Hydroxychloroquine was widely denounced as dangerous and ineffective after being touted by President Trump as a treatment for the novel coronavirus, but newly released research found the drug actually works.
A peer-reviewed study published Thursday in the International Journal of Infectious Diseases found that 13% of hospitalized patients treated with hydroxychloroquine alone died of COVID-19, compared to 26.4% who died who were not treated with the drug.
“Our analysis shows that using hydroxychloroquine helped save lives,” said Dr. Steven Kalkanis, a neurosurgeon, CEO of the Henry Ford Medical Group, and senior vice president of the Henry Ford Health System in Detroit, where the study was conducted.
“As doctors and scientists, we look to the data for insight,” said Dr. Kalkanis in a statement. “And the data here is clear that there was benefit to using the drug as a treatment for sick, hospitalized patients.”
The results of the large-scale study, which included 2,541 patients hospitalized from March 10 to May 2 across the system’s six hospitals, differ from those of previous U.S. studies, including a Columbia University Medical Center analysis that concluded in a May 11 report that the drug was ineffective.
Dr. Marcus Zervos, division head of infectious disease for the Henry Ford Health System, who co-authored the study with epidemiologist Dr. Samia Arshad, said that the difference may be attributed to the dosing and the timing.

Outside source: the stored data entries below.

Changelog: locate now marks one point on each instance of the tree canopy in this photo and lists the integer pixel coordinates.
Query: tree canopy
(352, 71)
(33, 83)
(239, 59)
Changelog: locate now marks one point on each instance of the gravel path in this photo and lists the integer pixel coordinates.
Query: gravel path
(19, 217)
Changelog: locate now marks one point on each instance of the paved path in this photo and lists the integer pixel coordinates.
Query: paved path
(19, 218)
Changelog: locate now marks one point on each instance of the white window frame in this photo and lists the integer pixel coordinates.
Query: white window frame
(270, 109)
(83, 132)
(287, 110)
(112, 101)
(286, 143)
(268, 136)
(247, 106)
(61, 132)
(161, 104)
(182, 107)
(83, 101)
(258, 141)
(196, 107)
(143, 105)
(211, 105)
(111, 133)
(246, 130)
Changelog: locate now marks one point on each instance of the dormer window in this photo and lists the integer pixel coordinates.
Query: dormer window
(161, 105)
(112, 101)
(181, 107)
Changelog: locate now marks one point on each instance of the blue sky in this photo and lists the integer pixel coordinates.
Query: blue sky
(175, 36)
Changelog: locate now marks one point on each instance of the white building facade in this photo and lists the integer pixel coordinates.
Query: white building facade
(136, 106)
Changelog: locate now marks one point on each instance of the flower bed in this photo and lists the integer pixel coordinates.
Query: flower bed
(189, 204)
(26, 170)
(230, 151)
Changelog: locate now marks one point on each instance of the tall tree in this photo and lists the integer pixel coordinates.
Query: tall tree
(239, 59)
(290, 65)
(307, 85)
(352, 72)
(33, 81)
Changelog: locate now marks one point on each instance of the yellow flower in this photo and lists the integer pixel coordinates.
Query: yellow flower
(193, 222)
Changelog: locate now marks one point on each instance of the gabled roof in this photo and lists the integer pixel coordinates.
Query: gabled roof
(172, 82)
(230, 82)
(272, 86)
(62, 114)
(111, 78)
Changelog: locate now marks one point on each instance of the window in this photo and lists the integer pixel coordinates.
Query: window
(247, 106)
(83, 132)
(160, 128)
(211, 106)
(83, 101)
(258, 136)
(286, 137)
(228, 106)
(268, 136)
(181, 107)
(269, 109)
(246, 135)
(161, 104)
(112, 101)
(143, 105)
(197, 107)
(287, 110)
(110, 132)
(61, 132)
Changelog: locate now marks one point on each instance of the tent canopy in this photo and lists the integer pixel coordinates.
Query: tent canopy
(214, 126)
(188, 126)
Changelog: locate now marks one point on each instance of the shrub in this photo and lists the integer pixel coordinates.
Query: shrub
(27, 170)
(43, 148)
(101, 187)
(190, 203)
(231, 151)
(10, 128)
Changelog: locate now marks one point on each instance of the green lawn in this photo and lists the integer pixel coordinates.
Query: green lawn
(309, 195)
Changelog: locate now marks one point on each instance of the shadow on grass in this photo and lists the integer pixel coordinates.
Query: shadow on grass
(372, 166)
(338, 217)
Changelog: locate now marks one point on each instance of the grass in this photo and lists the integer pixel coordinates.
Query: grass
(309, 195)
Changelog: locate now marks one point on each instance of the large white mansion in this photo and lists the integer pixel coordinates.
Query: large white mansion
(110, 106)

“The findings have been highly analyzed and peer-reviewed,” said Dr. Zervos. “We attribute our findings that differ from other studies to early treatment, and part of a combination of interventions that were done in supportive care of patients, including careful cardiac monitoring.”
In addition, he said, “Our dosing also differed from other studies not showing a benefit of the drug.”
After initially approving hydroxychloroquine, or HCQ, for treating COVID-19, the Food and Drug Administration withdrew its emergency-use authorization on June 15, concluding the drug was “unlikely to be effective” and citing the risk of side effects such as “serious cardiac events.”
The drug, which was still permitted for clinical trials, has long been approved for treating lupus, rheumatoid arthritis and malaria, but carries a risk for those with a heart condition known as prolonged QT interval.
Dr. Zervos added that “other studies are either not peer reviewed, have limited numbers of patients, different patient populations or other differences from our patients.”